Jogging in autumn to lose weight pays attention to doing good deeds 1 first of all: stretching should be done well.
Do you think you can stop stretching just because jogging is low? In fact, stretching can not only help us avoid sports injuries, but also help to consume glycogen, so that you can enter the stage of fat consumption faster. So pay more attention to stretching when jogging and frying.
Second: Jogging and variable speed running alternate.
In fact, the effect of simple jogging to lose weight is not ideal. Jogging and variable speed running at the same time can promote blood circulation and fat burning faster.
Third: pay attention to time.
Many people only look at how many kilometers when jogging. In fact, jogging to lose weight is not suitable for kilometers and exercise time. Generally speaking, if you want to lose weight, you should exercise for at least half an hour at a time, because glycogen is basically consumed rather than fat within 20 minutes before exercise, so you should pay more attention to exercise time.
Fourth: pay attention to diet.
I believe many people will have the habit of eating after jogging, so we should pay attention to diet control, otherwise the fat we just consumed may not be supplemented. It is recommended to wait at least two hours after exercise before eating, and it should be light and balanced. In the process of exercise, pay more attention to hydration and avoid dehydration.

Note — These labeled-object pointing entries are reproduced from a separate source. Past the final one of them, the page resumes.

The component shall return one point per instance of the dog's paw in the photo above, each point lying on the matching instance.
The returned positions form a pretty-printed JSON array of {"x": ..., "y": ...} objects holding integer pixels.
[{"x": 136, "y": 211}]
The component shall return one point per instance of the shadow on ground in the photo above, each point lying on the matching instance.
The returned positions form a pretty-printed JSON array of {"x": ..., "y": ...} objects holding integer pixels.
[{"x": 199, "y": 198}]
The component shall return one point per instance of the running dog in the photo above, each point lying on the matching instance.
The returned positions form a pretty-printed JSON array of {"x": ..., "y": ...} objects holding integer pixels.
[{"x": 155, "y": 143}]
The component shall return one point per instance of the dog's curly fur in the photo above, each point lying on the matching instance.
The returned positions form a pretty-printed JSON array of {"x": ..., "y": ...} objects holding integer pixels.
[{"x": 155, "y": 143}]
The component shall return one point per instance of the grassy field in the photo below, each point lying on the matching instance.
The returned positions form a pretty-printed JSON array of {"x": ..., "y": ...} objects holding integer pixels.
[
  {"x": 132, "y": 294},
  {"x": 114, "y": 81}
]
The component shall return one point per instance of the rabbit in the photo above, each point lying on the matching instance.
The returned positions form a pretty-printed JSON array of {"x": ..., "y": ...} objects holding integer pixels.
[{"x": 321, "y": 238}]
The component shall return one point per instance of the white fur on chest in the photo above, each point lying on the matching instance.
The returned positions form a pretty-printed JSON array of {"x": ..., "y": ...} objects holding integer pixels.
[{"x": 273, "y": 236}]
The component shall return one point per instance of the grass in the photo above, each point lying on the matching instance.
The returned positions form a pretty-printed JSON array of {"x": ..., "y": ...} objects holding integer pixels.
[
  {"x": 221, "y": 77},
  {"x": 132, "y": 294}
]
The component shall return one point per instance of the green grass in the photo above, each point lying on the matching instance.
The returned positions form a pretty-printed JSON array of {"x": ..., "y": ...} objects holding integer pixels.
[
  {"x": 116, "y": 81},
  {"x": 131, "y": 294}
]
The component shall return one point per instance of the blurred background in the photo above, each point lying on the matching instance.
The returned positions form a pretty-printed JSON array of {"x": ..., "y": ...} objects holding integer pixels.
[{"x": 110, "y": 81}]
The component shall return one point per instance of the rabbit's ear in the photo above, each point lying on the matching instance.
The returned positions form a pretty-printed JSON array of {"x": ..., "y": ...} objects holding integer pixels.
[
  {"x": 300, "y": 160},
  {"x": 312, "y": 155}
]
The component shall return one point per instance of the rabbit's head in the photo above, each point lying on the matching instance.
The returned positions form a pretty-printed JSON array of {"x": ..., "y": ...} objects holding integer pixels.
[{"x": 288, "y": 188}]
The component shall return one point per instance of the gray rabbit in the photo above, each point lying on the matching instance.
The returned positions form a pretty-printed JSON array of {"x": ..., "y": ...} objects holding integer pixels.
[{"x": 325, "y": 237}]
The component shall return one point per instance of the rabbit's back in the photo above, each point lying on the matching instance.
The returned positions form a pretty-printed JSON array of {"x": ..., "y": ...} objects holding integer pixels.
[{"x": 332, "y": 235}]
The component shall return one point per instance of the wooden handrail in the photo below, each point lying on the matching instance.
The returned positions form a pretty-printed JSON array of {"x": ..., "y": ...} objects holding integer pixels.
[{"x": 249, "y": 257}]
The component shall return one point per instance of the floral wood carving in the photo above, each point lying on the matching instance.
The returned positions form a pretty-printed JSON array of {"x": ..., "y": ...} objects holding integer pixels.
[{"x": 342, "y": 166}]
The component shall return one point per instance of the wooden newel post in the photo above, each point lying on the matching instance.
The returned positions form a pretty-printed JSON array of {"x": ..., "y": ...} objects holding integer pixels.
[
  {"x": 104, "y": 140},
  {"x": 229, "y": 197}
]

Actually, jogging to lose weight is a long-term exercise, and you want to lose weight. The effect can't be achieved in one day, and it needs long-term persistence. Then when you jog to lose weight, remember to do the above things well, which will double your weight loss effect, so friends who choose jogging should remember.
Jogging in autumn to lose weight pays attention to doing good deeds. Warm up before jogging and slow down after jogging.
Jogging has a good effect on slimming and can burn a lot of calories, but there are also many precautions. However, jogging should strengthen warm-up exercise, enhance ligament elasticity and joint flexibility, otherwise a little carelessness will cause sports injuries such as muscle strain and sprain.
Beginners get 5 ~ 10 minutes per week.
Jogging should not be rushed, but must be adjusted according to your physical condition. You are not allowed to run fast at first. It is suggested that you can walk fast and run lightly first, and feel that your legs and knees have adapted to running, and then gradually increase your speed. Beginners should not run for too long for the first time. The first 30 minutes is enough, and then it will be increased by 5~ 10 minutes every week, and the longest running time will be controlled within 1 hour.
Do not eat a lot after exercise.
Always pay attention to replenish water during exercise, and don't wait until you are thirsty to drink water. People in poor health are likely to get dehydrated. It is recommended to drink 300 ~ 500ml of water 30 minutes before exercise. Add100 ~ 200ml every 20min; After the exercise, besides water, you can also choose electrolyte drinks. After jogging, you will sweat a lot, the electrolyte in the body will lose balance, and the body's antibody regulation ability will also decline. Electrolyte drinks can not only replenish your body's water, but also meet your body's demand for minerals.
It can be seen that in the process of jogging, we should pay attention to the water supply of the body and not eat immediately after jogging. Although weight-loss enthusiasts want to have a beautiful figure, they should not exercise excessively, otherwise it will have a negative impact on their bodies. For beginners, don't be too impatient and exercise within the range that the body can bear.